At this moment Mahatma Gandhi came forward with his scheme of the passive resistance movement now generally styled, Non-Co-operation as the only means of rectifying the Punjab and Khilafat Wrongs. On the 4th of September 1920 at the Special Session of the Indian National Congress at Calcutta, which was presided over by Lala Lajpat Rai, the Non-Co-operation resolution of Mahatma Gandhi was adopted by an overwhelming majority. It laid down the following steps to prepare the country for non-violent Non-Co-operation:
(a) National Education.
(b) Boycott of Law Courts.
(c) Boycott of Foreign Goods.
(d) Call for Self-Sacrifice.
(e) Organisation of the Indian National Service.
(f) The Swadeshi Vow.
(g) Tilak Memorial Swarajya Fund.
At the Special Session of the Congress held at Calcutta Chitta Ranjan was not in favour of withdrawing students from schools and colleges and boycotting Law-courts. But at Nagpur a prolonged discussion with Mahatma Gandhi about the details of the Non-Co-operation movement convinced him of the necessity for adopting the whole programme and at the session of the Nagpur Congress Chitta Ranjan himself moved the Non-Co-operation Resolution. Some of the delegates who did not know Chitta Ranjan well doubted his sincerity, but when he told them bluntly that in his whole life he had never failed to practise what he preached, the non-believers were silenced. In course of the speech he said:—
"I ask you to remember, that when I say anything, I mean it, and in my life on public questions, I have never said anything which I do not believe in."

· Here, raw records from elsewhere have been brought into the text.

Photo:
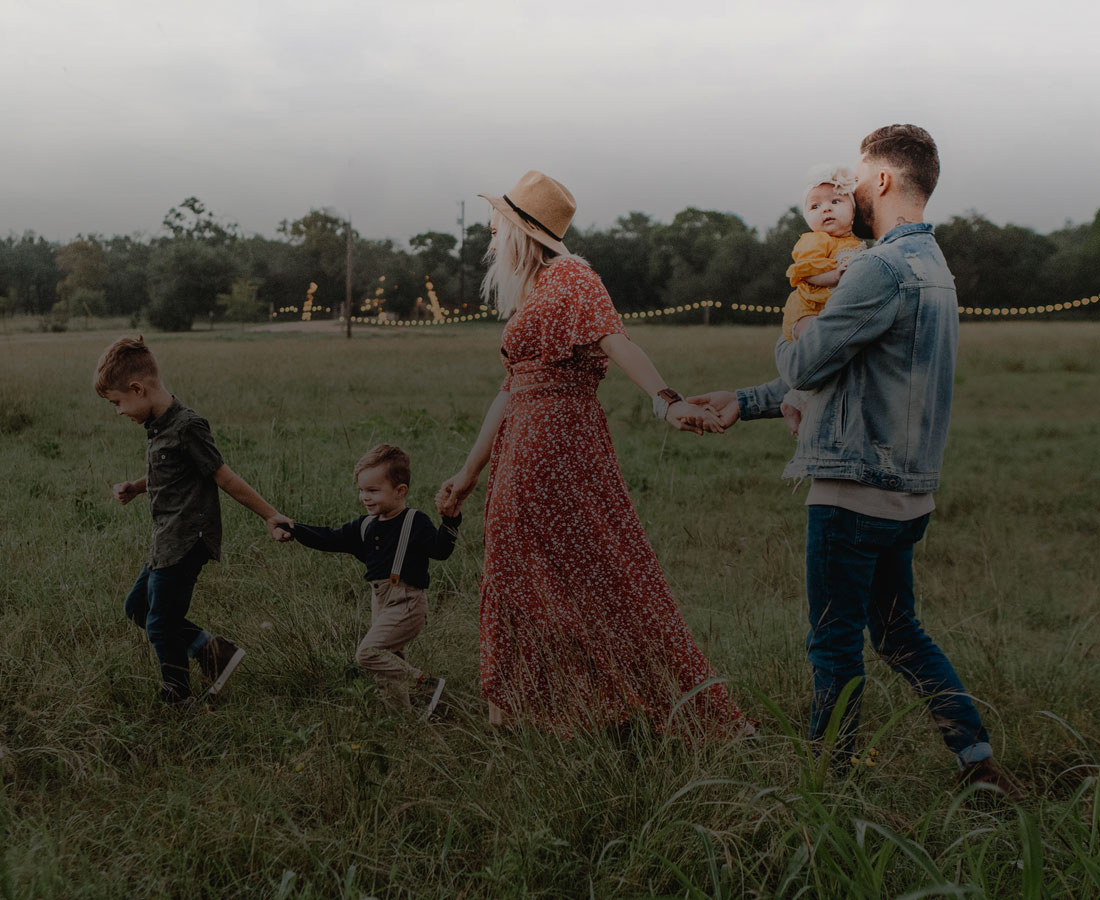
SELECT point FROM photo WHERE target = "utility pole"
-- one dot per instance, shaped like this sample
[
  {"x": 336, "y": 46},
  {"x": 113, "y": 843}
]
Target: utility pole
[
  {"x": 348, "y": 283},
  {"x": 462, "y": 254}
]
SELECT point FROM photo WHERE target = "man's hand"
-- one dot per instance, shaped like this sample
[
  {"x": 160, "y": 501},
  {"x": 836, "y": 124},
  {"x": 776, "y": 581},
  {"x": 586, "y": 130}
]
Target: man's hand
[
  {"x": 800, "y": 326},
  {"x": 689, "y": 417},
  {"x": 723, "y": 404},
  {"x": 125, "y": 491},
  {"x": 792, "y": 416},
  {"x": 276, "y": 533}
]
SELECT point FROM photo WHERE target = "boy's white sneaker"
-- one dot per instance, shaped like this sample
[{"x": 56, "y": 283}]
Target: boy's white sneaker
[{"x": 218, "y": 659}]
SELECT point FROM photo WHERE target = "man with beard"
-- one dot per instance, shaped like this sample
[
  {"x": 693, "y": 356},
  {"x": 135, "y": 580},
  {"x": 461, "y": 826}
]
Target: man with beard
[{"x": 880, "y": 362}]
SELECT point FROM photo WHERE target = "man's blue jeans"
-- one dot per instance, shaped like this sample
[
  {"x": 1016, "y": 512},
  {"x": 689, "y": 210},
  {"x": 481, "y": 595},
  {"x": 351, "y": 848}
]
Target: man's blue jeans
[
  {"x": 158, "y": 603},
  {"x": 859, "y": 574}
]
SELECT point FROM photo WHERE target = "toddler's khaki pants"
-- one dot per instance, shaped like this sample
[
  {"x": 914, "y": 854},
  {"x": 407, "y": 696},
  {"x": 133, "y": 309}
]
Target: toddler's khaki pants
[{"x": 398, "y": 612}]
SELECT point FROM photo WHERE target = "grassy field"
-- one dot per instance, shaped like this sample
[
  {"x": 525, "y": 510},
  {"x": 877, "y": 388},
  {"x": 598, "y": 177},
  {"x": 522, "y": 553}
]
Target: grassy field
[{"x": 299, "y": 785}]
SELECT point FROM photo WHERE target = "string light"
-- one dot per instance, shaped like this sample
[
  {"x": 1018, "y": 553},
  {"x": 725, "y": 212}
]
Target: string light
[{"x": 450, "y": 318}]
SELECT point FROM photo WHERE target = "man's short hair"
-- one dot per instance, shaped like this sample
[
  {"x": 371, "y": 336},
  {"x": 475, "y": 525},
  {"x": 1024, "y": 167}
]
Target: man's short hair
[
  {"x": 395, "y": 460},
  {"x": 125, "y": 360},
  {"x": 910, "y": 150}
]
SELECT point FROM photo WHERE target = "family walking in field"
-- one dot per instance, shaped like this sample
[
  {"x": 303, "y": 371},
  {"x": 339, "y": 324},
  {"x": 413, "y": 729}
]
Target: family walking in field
[{"x": 579, "y": 627}]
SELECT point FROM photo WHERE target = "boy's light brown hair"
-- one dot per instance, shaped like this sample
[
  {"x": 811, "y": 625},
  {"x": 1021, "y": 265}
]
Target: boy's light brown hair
[
  {"x": 395, "y": 460},
  {"x": 909, "y": 149},
  {"x": 125, "y": 360}
]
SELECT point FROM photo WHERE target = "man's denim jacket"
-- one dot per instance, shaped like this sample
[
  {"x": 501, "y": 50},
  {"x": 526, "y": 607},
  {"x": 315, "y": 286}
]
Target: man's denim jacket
[{"x": 880, "y": 361}]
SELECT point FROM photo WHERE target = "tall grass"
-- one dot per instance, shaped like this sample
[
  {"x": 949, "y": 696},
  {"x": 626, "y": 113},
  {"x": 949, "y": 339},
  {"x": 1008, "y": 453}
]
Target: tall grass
[{"x": 300, "y": 785}]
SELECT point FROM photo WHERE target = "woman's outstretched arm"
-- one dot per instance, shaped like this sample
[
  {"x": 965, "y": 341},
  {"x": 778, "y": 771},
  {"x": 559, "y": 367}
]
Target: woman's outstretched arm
[{"x": 460, "y": 485}]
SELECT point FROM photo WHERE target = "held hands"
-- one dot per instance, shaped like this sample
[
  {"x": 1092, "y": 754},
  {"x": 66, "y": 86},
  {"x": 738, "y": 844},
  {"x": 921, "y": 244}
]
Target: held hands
[
  {"x": 273, "y": 527},
  {"x": 689, "y": 417},
  {"x": 125, "y": 491},
  {"x": 723, "y": 407},
  {"x": 792, "y": 416},
  {"x": 453, "y": 493}
]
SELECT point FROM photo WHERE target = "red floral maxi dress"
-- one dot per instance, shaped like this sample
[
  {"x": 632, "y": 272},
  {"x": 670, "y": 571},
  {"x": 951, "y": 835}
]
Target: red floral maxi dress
[{"x": 579, "y": 628}]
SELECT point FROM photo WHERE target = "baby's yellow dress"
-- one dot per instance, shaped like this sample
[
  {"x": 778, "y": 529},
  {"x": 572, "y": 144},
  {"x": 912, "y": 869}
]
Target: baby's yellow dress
[{"x": 814, "y": 254}]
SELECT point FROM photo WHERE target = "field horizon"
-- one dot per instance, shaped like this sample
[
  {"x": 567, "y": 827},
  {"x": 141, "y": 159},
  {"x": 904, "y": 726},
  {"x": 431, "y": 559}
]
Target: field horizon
[{"x": 299, "y": 785}]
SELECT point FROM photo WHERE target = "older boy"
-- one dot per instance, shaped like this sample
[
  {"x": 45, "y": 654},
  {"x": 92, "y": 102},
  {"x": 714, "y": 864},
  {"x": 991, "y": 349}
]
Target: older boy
[
  {"x": 183, "y": 473},
  {"x": 395, "y": 544}
]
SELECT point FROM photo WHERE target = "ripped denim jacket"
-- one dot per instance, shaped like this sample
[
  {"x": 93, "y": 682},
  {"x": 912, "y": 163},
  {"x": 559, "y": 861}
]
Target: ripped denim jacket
[{"x": 880, "y": 359}]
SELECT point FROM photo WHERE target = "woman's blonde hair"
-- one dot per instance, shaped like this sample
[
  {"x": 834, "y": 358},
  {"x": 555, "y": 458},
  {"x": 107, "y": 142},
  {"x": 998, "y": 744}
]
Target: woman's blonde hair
[{"x": 513, "y": 267}]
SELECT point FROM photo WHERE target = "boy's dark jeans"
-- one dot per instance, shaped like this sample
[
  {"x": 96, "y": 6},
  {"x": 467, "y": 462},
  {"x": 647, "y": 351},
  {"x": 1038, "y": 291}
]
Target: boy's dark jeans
[
  {"x": 859, "y": 574},
  {"x": 158, "y": 603}
]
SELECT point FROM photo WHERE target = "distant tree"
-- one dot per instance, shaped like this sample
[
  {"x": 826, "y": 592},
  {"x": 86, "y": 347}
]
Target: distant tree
[
  {"x": 242, "y": 303},
  {"x": 127, "y": 283},
  {"x": 624, "y": 258},
  {"x": 435, "y": 256},
  {"x": 186, "y": 277},
  {"x": 85, "y": 269},
  {"x": 688, "y": 247},
  {"x": 322, "y": 240},
  {"x": 994, "y": 266},
  {"x": 193, "y": 220},
  {"x": 770, "y": 286},
  {"x": 29, "y": 273}
]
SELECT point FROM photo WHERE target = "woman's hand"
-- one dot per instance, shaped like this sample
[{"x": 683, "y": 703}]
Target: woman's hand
[
  {"x": 723, "y": 404},
  {"x": 690, "y": 417},
  {"x": 454, "y": 491}
]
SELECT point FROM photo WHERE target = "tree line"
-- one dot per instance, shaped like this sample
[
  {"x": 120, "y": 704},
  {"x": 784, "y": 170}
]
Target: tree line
[{"x": 200, "y": 269}]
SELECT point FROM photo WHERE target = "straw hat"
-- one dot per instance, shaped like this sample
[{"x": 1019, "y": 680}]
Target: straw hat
[{"x": 539, "y": 206}]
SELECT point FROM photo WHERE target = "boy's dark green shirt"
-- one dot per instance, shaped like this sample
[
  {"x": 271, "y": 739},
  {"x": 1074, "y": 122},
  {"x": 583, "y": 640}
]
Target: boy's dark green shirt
[{"x": 180, "y": 460}]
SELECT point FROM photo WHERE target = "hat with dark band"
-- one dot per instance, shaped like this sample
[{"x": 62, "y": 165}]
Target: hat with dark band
[{"x": 540, "y": 207}]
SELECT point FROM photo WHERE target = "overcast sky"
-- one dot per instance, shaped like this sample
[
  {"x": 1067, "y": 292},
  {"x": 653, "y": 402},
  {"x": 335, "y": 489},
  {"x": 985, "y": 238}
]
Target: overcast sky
[{"x": 393, "y": 111}]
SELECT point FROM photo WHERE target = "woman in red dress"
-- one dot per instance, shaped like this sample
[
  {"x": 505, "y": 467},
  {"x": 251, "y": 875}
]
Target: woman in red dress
[{"x": 579, "y": 628}]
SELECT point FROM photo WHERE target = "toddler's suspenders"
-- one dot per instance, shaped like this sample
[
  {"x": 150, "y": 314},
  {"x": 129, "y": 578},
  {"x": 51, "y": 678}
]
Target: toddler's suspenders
[{"x": 403, "y": 542}]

Chitta Ranjan came back to Calcutta, gave up his unrivalled practice at the call of his mother-country and devoted all his time and energy to the attainment of Swaraj by the peaceful method of non-violent Non-co-operation. The only thought which was uppermost in his mind when he gave up his practice was his solicitude for his poor countrymen. Some time after this one of his friends once asked him what would be the fate of his enormous charities. Chitta Ranjan kept quiet for a while and then replied with a deep sigh:—"What shall I do? A greater call of duty has reached me, I must respond to it. Those whom I have helped so long will be helped now by God Himself."
About two years ago when Chitta Ranjan was engaged in the Dumraon Raj case an ascetic once said to him:—"My child, this life of worldly enjoyment you shall have to renounce very soon." None could at that time have any faith in that prophecy. Who could have ever dreamt that the time was so near? Mysterious indeed are the ways of God which the limited intelligence of man fails to fathom.
Chitta Ranjan's sacrifice in the Non-co-operation movement has elicited admiration even from high-souled Englishmen. Sir Michael Sadler, the late President of the Calcutta University Commission wrote in the London Times:—"Chitta Ranjan's wonderful sacrifice is unparalleled in the history of the world. Indians would do well to follow him."